Russian legislative election, 2016
Legislative elections were held in Russia on 18 September 2016, having been brought forward from 4 December. At stake were the 450 seats in the State Duma of the 7th convocation, thelower house of the Federal Assembly of Russia. Prior to the election United Russia had been the ruling party since winning the 2011 elections with 49.32% of the vote, and taking 238 seats (53%) of the seats in the State Duma.
Prior to the election, observers expected that turnout would be low and called the election campaign the dullest in recent memory.
109,820,679 voters were registered in Russian Federation (including Crimea) on 1 January 2016. Taking into account people registered outside the Russian Federation and the voters inBaikonur, the total number of eligible voters for 1 January 2016 is 111,724,534.

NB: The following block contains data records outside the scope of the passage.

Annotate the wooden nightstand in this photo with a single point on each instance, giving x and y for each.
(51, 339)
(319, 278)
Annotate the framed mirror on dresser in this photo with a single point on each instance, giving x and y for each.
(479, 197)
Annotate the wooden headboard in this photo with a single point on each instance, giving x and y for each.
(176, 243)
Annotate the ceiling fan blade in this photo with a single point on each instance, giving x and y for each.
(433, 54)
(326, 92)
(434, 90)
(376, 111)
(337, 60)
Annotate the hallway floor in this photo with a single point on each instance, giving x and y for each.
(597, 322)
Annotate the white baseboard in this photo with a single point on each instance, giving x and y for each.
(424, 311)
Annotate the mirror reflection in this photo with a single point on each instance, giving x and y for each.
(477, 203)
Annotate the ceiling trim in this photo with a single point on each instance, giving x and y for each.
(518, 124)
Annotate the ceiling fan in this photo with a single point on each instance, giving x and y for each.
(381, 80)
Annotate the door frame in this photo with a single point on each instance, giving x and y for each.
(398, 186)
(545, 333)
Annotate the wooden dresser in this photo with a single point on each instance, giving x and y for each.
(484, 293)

Although the elections had been planned for 4 December 2016, deputies discussed the issue of rescheduling to an earlier date since the spring of 2015, with the second and third Sundays of September or October 2016 as possible alternatives. On 1 July 2015 the Constitutional Court of Russia accepted the possibility of conducting early elections to the Duma in 2016 under certain conditions. According to the Court, the constitution does not require the election date to be exactly five years after the previous elections and the election date can be shifted if the following conditions are met:
- Shifting of the election date does not disrupt reasonable periodicity of elections.
- Limiting of the real terms of the Duma deputies is insignificant (less than a few months).
- Shifting of the election dates is announced in advance, so to give all the parties enough time to prepare for the elections.
On 19 June 2015 the State Duma approved the first reading of a bill to bring the election to the State Duma forward from 4 December 2016 to the third Sunday of September 2016. The corresponding bill was adopted by the State Duma on the second and third (and final) reading with 339 deputies in favour and 102 against, with no abstentions. The document was put together by the speaker of the Duma, Sergei Naryshkin, and the three leaders of the Duma factions, Vladimir Vasilyev (United Russia), Vladimir Zhirinovsky (LDPR), and Sergei Mironov (A Just Russia). The initiative to transfer the date of elections had not been supported by the deputies of the Communist Party, who called it an unconstitutional decision. Earlier, a similar opinion was expressed by the leader of the Communist Party, Gennady Zyuganov. The September elections were not satisfactory to the Communists in part because the debate fell in August, "when one will be in the garden, the latter on the beach, others with their children" said Zyuganov. The Russian government supported the bill.
On 17 June 2016 President Vladimir Putin signed a decree on the appointment of the State Duma elections on 18 September 2016. From that day parties had the right to start the nomination process for deputies to hold congresses and transmit documents of candidates to the Central Election Commission of the Russian Federation (CEC) for registration.
For the first time since the controversial and unilateral 2014 Russian annexation of Crimea (from Ukraine), Crimean voters could vote in a Russian general election. Ukraine strongly condemned the vote. The United States and France did not recognize the legitimacy of the election in Crimea. According to Russia correspondent for Al Jazeera English Rory Challands, (on election day) "Despite many Crimeans voting in Russian elections for 1st time, there's little excitement. Main sentiments so far are apathy and cynicism." Scuffles between police and Ukrainian nationalists were reported near polling stations for Russian citizens in (the Ukrainian cities) Kiev and Odessa.
The State Duma will be elected on a single day for a term of five years, with parallel voting that was used between 1993 and 2003. Half of the 450 seats will be elected by proportional representation from closed party lists with a 5% electoral threshold with the whole country as a single constituency. Seats are allocated using Hare quota andlargest remainder method. The other 225 seats are elected in single-member constituencies using the first-past-the-post system.